As I write the current fuel ‘crisis’ has seen forecourts up and down the country closed as supplies ran out in the wake of panic buying that saw long queues of drivers anxious to ensure that their tanks were full to the brim.
Those queues were a stark visual reminder of the scale of our reliance on the road fuel supply chain, and of the central role the car plays for many households – the risk of not being able to leap into the car to make a 200 mile journey is more than many care to contemplate, even if in reality their next trip is more likely to be 10 miles or less.
It is 21 years, almost to the day, when fuel duty protests across the country sparked a similar state of affairs. Politicians still get sweaty palms when reminded of those events more than two decades ago.
Viewed in isolation powered road transport, can be an expensive, dirty, time-consuming business that few of us can really claim to enjoy. But the fact is that it is also the facilitator of just about everything we do: going to work, getting to the doctor, doing the shopping, taking the children to school, enjoying our leisure time.

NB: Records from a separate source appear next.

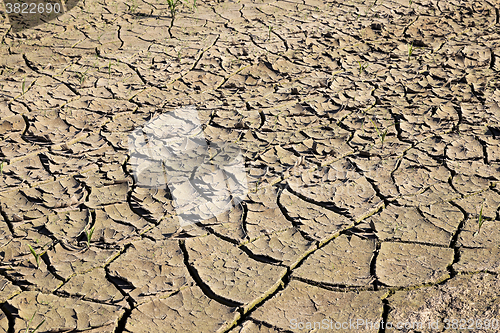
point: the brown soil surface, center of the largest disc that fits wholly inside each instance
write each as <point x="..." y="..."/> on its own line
<point x="370" y="132"/>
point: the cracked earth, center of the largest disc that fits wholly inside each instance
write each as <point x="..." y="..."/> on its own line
<point x="371" y="137"/>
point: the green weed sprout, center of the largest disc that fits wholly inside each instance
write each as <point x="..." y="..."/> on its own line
<point x="36" y="328"/>
<point x="23" y="86"/>
<point x="410" y="50"/>
<point x="36" y="255"/>
<point x="82" y="76"/>
<point x="480" y="220"/>
<point x="362" y="67"/>
<point x="88" y="234"/>
<point x="172" y="6"/>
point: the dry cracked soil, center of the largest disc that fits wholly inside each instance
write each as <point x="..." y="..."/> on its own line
<point x="370" y="132"/>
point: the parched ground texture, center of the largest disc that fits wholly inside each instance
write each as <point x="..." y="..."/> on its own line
<point x="371" y="138"/>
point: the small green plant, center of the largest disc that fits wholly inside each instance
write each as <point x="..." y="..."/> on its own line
<point x="362" y="67"/>
<point x="410" y="50"/>
<point x="172" y="6"/>
<point x="134" y="6"/>
<point x="82" y="76"/>
<point x="88" y="234"/>
<point x="23" y="86"/>
<point x="35" y="255"/>
<point x="480" y="220"/>
<point x="29" y="325"/>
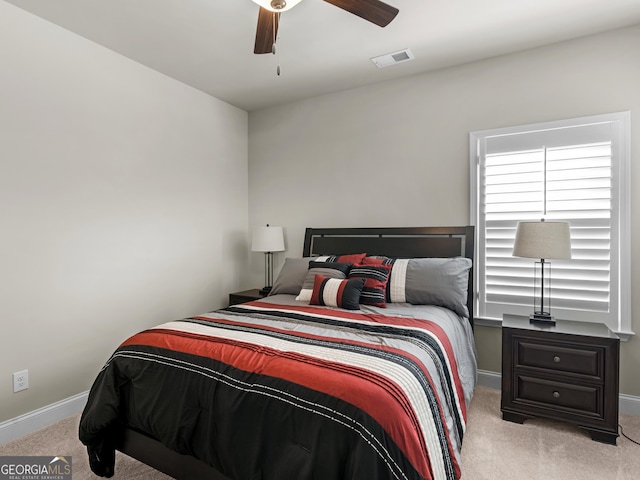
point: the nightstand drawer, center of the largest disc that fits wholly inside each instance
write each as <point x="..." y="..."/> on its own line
<point x="550" y="355"/>
<point x="584" y="399"/>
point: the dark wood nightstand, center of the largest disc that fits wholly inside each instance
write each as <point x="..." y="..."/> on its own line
<point x="245" y="296"/>
<point x="567" y="372"/>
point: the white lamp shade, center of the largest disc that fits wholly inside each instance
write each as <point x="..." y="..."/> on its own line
<point x="288" y="4"/>
<point x="267" y="239"/>
<point x="543" y="240"/>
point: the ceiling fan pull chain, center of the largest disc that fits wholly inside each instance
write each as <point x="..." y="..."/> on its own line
<point x="274" y="50"/>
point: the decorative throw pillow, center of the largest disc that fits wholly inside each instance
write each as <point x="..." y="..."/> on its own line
<point x="352" y="258"/>
<point x="327" y="269"/>
<point x="375" y="285"/>
<point x="428" y="281"/>
<point x="337" y="293"/>
<point x="291" y="276"/>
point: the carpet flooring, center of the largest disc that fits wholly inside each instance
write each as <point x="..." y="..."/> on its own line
<point x="492" y="450"/>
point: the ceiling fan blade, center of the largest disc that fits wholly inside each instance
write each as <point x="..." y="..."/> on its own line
<point x="266" y="31"/>
<point x="374" y="11"/>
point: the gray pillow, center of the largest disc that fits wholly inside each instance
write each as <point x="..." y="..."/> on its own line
<point x="431" y="281"/>
<point x="291" y="276"/>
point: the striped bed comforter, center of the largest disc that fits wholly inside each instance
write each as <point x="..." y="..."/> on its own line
<point x="270" y="390"/>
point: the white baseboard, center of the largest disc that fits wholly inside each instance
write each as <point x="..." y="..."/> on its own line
<point x="43" y="417"/>
<point x="629" y="404"/>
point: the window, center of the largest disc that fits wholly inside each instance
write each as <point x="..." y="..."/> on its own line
<point x="578" y="171"/>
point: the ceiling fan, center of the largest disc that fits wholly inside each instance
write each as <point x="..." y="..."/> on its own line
<point x="373" y="11"/>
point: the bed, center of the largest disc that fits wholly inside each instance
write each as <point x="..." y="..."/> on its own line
<point x="306" y="388"/>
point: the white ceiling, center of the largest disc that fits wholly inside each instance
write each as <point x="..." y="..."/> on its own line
<point x="209" y="43"/>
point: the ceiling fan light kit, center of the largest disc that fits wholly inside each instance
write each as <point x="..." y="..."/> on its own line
<point x="373" y="11"/>
<point x="277" y="5"/>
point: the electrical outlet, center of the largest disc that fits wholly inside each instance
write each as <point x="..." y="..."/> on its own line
<point x="20" y="381"/>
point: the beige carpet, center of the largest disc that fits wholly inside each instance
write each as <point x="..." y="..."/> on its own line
<point x="492" y="449"/>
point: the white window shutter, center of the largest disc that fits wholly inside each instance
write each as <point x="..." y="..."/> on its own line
<point x="581" y="165"/>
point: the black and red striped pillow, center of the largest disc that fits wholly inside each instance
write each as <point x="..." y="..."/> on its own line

As of today, we in Britain rely hugely on our 32 million cars, 485,000 HGVs, 4.3 million vans, 135,000 buses and coaches, and 1.3 million motorcycles – the vast majority of which are powered by fossil fuels – to get us, and the stuff we need, to where we need to be.
So we can be in no doubt that the Government’s transport decarbonisation ambitions are going to take something of a herculean effort if they are to succeed, as we must all hope they will.
One of the perceived advantages of vehicles with internal combustion engines is the ease with which they can be refuelled. Service stations are plentiful and the act of filling up the tank has become second nature. Which is one of the reasons why making the switch to plug-in electric vehicles is about more than making a simple decision in a car showroom.
Whilst electric car owners have to think about any number of unfamiliar questions – have I got the connecting cable? Is this charger the right speed for my car? Do I have the correct app on my phone to access and pay for my fuel? Is the charger actually working, and if it is, will some other driver have beaten me to it? – the rest of us can pitch up at any one of the 8,000 or so petrol stations in the UK safe in the knowledge that armed with nothing other than a bank card we can fill up in a matter of moments and be on our way.
Until now.
For drivers already thinking of switching to EVs the sight of an electric car cruising quietly past the queue they’re stuck in outside the petrol station, praying that they get to a pump before the supply runs dry, might just have tipped the scales. As the decarbonisation strategy states, motorists are already making the switch to electric vehicles in record numbers. For those of us with the option of home charging – by our estimation two thirds of households in Britain have, or could have, off-road parking – an EV could be a more convenient option than sticking with an internal combustion engine that requires regular trips to be filled up. And if home charging isn’t an option there are increasing numbers of charge points available at work, at the shops and on the street. Refuelling an EV is an activity that leaves us free to do other things while the battery gets topped up.
Automotive classified ad firm AutoTrader has said the number of searches for EVs across the last weekend was 60% higher than during the previous weekend, with EVs accounting for around a quarter of all advert views, compared with 16% in August.
That said, the charging ‘experience’ still needs to be much better, something government has recognised in launching its consultation this week on the regulatory framework that will be needed to ensure that the right charging infrastructure gets installed in the right places, is easy to use and totally reliable.
Meantime, what about the other strand of the decarbonisation strategy that suggests we might actually use cars less often? In 1995 the RAC Foundation published a report called ‘Car Dependence’ highlighting the extent to which the motor car had pervaded modern life, followed some years later by ‘The Car in British Society’. To a large extent we have not just accommodated the private car- we have designed our lifestyles and our towns around it.
That’s why we have backed the work of Transport for New Homes, a group advocating for sustainable transport options to be embedded in design protocols for new housing developments. Far too often new housing has been built in a way that effectively locks in car dependence, because of where the housing is located and how it is laid out in ways that make access hard for buses, and omits the provision of safe pedestrian routes to shops and other facilities. That’s also why we welcome the statement in the decarbonising transport strategy that DfT will be working MHCLG and the Local Government Association to place cycling, walking and public transport provision at the heart of local plan making and decision taking for new developments.
Transport, as those of us in the profession know, is a derived demand. Making the changes needed to achieve net zero carbon isn’t just about making changes to the vehicles we travel in, important as that is, it is about making changes to our lifestyles, and that’s going to require the sort of joined-up thinking that has rather eluded us so far. A tough call, as Grant Shapps recognises in his foreword to Decarbonising Transport: “Some, …, see change as unwelcome. But transport in this country, and every other country, is always changing, and always has changed. Our job is to ensure that it changes for the better, not the worse.”
Hear, hear to that, because we simply don’t have the luxury of waiting another 21 years for the next fuel crisis to come along.